[slurm-users] Clean Up Scratch After Failed Job

Tue Oct 10 16:20:29 UTC 2023

Hi,

On one of our clusters the "Epilog" setup in slurm.conf, (Epilog=/etc/slurm/slurm.epilog.local) call's the following to run the tmpwatch utility with a tiny access time on /tmp. I think tmpwatch can be run on specified paths and not just /tmp.

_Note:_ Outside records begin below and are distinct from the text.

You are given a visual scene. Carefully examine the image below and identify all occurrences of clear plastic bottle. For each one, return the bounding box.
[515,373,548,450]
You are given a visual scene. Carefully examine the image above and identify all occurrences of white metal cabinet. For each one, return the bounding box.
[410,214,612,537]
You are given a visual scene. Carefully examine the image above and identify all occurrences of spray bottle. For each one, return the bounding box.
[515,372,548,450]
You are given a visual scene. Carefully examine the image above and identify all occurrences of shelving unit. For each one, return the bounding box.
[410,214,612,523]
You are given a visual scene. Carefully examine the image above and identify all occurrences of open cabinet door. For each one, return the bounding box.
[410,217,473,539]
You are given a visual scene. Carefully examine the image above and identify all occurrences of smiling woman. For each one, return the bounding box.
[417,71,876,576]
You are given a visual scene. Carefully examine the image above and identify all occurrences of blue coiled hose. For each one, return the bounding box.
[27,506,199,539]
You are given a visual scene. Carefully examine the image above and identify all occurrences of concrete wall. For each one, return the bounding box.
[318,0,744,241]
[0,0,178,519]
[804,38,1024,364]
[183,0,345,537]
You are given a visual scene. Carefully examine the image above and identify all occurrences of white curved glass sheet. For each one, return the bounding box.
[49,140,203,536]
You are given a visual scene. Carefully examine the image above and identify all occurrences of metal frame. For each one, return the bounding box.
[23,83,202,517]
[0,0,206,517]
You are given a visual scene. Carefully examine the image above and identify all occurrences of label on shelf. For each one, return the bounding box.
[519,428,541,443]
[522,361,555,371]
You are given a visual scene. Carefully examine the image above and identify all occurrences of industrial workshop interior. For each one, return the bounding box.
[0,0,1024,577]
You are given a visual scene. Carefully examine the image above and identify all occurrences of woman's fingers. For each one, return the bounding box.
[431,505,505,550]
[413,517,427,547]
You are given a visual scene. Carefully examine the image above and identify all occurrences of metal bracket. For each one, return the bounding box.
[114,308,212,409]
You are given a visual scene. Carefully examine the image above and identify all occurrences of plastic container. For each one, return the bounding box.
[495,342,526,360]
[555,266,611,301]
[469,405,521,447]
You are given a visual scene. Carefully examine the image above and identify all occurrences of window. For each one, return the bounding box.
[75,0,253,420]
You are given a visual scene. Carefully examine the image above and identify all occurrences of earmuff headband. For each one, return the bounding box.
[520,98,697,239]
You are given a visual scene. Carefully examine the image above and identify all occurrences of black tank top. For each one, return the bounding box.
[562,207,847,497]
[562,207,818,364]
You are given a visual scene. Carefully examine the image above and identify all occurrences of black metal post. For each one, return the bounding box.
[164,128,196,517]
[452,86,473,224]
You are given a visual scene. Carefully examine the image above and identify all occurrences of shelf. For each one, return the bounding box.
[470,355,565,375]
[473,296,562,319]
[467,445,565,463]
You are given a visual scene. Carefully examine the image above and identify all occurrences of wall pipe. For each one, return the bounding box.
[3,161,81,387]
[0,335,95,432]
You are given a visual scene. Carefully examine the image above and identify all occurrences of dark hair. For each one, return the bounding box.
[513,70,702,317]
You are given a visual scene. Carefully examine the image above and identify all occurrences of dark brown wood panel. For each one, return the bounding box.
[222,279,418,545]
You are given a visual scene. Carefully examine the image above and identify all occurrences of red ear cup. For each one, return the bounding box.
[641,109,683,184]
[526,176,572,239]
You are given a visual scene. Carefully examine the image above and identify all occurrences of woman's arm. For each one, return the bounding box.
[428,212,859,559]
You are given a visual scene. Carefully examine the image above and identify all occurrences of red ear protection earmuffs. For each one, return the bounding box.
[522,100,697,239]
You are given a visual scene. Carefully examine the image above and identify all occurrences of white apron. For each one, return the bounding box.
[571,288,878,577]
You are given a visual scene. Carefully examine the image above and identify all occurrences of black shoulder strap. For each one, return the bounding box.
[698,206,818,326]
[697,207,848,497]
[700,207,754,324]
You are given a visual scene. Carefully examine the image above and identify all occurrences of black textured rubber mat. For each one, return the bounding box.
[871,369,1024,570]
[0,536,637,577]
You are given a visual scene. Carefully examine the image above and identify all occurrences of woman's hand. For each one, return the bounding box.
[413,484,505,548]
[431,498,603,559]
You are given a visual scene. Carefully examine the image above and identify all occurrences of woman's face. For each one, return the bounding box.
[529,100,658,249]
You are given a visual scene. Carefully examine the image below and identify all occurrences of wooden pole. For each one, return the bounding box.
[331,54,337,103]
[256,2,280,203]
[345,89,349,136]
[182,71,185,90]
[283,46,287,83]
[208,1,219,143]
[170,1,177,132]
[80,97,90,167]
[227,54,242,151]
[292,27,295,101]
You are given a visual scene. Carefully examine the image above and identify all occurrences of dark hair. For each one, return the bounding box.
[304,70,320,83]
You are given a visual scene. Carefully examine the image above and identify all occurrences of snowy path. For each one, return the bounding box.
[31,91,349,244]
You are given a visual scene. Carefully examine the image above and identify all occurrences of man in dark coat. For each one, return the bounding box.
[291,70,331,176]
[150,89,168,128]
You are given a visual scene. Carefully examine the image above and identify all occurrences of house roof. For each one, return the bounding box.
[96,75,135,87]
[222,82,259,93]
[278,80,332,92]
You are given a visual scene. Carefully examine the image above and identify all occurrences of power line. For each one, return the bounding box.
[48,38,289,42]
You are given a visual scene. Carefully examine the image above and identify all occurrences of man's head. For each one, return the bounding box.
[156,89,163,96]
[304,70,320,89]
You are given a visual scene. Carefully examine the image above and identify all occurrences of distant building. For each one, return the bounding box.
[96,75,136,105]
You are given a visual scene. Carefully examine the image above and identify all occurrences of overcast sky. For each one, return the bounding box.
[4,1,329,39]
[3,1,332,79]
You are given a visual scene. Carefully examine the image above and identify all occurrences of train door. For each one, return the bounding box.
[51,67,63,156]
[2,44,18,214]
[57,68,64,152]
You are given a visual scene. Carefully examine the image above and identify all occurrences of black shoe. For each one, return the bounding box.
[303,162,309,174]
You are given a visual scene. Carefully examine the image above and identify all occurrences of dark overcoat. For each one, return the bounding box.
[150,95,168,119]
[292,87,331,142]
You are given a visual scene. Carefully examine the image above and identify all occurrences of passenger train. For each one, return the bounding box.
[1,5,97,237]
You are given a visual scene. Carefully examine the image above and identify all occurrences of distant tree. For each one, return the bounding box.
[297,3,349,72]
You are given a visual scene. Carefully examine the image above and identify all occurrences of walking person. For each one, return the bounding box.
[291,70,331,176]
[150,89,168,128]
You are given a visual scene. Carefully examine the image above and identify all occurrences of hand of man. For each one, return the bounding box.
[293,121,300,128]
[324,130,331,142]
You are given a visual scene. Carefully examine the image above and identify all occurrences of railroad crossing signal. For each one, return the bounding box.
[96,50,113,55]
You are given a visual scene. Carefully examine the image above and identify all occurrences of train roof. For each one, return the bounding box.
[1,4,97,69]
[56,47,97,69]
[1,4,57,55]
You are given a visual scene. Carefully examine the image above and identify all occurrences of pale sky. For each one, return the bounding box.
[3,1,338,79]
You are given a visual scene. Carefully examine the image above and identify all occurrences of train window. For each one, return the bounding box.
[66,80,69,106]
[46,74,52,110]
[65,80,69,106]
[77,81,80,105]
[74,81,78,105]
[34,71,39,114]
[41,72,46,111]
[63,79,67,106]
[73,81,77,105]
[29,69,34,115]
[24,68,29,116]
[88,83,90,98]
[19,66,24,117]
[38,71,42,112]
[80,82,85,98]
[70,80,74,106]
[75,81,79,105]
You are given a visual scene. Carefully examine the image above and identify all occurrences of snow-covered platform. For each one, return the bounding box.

#####################################
# First, clean out /tmp, ruthlessly #
#####################################
# 2022-04-20, smcgrat at tcd.ie, RT#25239, RT#25262
# this will delete anything in /tmp older than a minute

outfile=/tmp/epilog.$CLUSTER.$(date +%Y%m%d%H%M%S).txt
{
echo "------------------------------------------------------------------"
echo -n "* /tmp maintenance - "
date
echo -n "* Current usage"
echo ""
df -h /tmp

echo -n "* Running tmpwatch to delete anything in /tmp older than a minute"
/usr/sbin/tmpwatch --atime 1m /tmp
echo ""

echo -n "* /tmp usage now"
echo ""
df -h /tmp

echo ""
} >> "${outfile}"

The last thing our epilog setup does is run the standard /etc/slurm/slurm.epilog.clean.dist. Looking at that it uses the SLURM_UID and SLURM_JOB_ID variables. I would guess that it also has access to the other variables in the context.

Best

Sean

---
Sean McGrath
Senior Systems Administrator, IT Services

________________________________
From: slurm-users <slurm-users-bounces at lists.schedmd.com> on behalf of Jason Simms <jsimms1 at swarthmore.edu>
Sent: Tuesday 10 October 2023 16:59
To: Slurm User Community List <slurm-users at lists.schedmd.com>
Subject: [slurm-users] Clean Up Scratch After Failed Job

Hello all,

Our template scripts for Slurm include a workflow to copy files to a scratch space prior to running a job, and then copying any output files, etc. back to the original submit directory on job completion, and then finally cleaning up (deleting) the scratch space before exiting. This works great until a job fails or is requeued, in which case the scratch space isn't cleaned up.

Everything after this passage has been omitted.